Some Sort of Crazy by Melanie Harlow, now you can read online.
I blame the vodka.
My sisters and I were out celebrating—oldest sister Jillian had finished her pediatric residency and gotten a job, middle sister Skylar was recently engaged and planning a fall wedding, and I’d just moved into my adorable dream house. It was only about eight o’clock but we’d consumed three dirty martinis apiece in the last hour and a half. Since we’d eaten nothing but the stuffed olives in our cocktails, we were functioning somewhere between Shhhh Don’t Tell Anyone I’m Drunk and Oops I Missed the Barstool.

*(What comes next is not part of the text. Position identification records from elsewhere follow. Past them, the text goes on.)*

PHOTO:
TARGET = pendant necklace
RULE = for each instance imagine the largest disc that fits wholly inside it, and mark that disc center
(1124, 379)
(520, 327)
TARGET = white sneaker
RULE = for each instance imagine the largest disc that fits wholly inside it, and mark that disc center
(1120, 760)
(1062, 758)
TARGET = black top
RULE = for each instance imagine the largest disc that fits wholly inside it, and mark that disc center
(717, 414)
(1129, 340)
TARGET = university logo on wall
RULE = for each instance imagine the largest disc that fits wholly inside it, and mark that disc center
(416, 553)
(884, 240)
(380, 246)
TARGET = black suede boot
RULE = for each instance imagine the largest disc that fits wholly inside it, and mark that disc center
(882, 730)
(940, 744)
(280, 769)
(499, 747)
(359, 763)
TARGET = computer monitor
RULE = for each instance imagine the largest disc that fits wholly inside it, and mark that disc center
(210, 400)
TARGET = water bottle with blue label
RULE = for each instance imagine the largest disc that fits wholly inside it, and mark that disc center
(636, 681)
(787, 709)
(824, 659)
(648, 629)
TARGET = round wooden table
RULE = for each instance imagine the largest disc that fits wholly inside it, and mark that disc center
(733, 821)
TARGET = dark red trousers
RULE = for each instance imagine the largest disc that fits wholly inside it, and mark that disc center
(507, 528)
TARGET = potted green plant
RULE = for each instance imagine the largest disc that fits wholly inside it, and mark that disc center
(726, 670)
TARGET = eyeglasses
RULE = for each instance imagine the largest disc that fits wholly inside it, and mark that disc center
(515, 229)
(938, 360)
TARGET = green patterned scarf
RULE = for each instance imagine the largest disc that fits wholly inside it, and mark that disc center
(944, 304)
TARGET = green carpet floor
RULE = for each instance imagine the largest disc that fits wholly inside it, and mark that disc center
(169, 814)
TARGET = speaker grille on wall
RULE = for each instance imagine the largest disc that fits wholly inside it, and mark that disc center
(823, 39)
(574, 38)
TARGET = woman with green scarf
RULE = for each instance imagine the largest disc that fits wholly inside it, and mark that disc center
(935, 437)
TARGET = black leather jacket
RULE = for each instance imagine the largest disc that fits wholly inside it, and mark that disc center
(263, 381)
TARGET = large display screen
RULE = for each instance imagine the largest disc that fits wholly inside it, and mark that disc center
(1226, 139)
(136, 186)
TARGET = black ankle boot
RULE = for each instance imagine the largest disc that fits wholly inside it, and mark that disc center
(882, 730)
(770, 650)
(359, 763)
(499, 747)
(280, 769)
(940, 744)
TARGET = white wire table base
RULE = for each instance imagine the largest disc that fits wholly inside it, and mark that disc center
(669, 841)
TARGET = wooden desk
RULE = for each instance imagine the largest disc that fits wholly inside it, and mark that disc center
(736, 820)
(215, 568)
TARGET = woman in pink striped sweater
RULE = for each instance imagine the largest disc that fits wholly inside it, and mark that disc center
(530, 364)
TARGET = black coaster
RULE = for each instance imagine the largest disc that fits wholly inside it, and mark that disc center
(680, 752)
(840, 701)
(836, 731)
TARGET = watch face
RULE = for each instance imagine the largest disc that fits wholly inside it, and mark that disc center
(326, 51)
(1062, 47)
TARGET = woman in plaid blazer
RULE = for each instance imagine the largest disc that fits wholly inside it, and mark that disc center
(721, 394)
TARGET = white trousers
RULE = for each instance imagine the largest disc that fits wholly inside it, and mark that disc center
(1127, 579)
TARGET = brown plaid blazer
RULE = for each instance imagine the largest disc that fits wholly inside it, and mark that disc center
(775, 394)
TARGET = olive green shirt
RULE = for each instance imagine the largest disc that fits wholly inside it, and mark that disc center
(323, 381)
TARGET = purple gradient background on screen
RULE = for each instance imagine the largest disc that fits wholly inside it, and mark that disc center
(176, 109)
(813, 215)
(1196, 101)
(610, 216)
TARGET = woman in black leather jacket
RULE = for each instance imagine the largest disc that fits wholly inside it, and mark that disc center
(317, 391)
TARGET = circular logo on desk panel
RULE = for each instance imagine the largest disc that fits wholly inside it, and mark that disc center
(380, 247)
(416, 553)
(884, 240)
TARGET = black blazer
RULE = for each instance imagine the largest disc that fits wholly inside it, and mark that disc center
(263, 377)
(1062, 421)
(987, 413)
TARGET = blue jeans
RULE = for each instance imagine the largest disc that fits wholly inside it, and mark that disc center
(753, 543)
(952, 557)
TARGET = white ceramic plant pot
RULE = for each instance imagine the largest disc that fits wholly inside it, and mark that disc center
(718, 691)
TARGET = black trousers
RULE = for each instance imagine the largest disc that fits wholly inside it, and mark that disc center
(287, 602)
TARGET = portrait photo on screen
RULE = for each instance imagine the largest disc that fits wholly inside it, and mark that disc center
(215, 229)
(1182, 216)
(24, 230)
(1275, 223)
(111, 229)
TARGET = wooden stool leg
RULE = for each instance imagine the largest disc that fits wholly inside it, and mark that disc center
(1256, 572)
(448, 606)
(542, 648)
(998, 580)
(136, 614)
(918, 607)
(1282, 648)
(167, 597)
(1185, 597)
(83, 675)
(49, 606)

We managed to get out the door on our feet, sideways with arms linked, and I’m pretty sure everyone in the place was glad to see us go, since everything was hilarious to us and our laughter had grown increasingly loud and obnoxious.
“We need Uber,” announced Jillian, breathless from giggling. Her hair was a mess—when she’d arrived at the bar it had been tucked into a pretty chignon but several rounds of arm wrestling had shaken it loose. She had spilled something on the front of her peach blouse too, right on her left nipple. It looked like she was leaking. “No way can any of us drive.”
“We need food,” I said. “Let’s walk down to O’Malley’s for a burger.”
“Good idea.” Skylar hiccuped. “Then I’ll call Sebastian to pick ush up.”
“Ush?” I elbowed her as we started walking down the sidewalk three abreast. But my tongue felt a little numb too.
“Hey, look!” Jillian stopped walking, but since we were still all connected we yanked her forward a few more steps and she stumbled. “Is that for real?” Detangling her arm from mine she pointed up to the second story of an old Victorian brick building.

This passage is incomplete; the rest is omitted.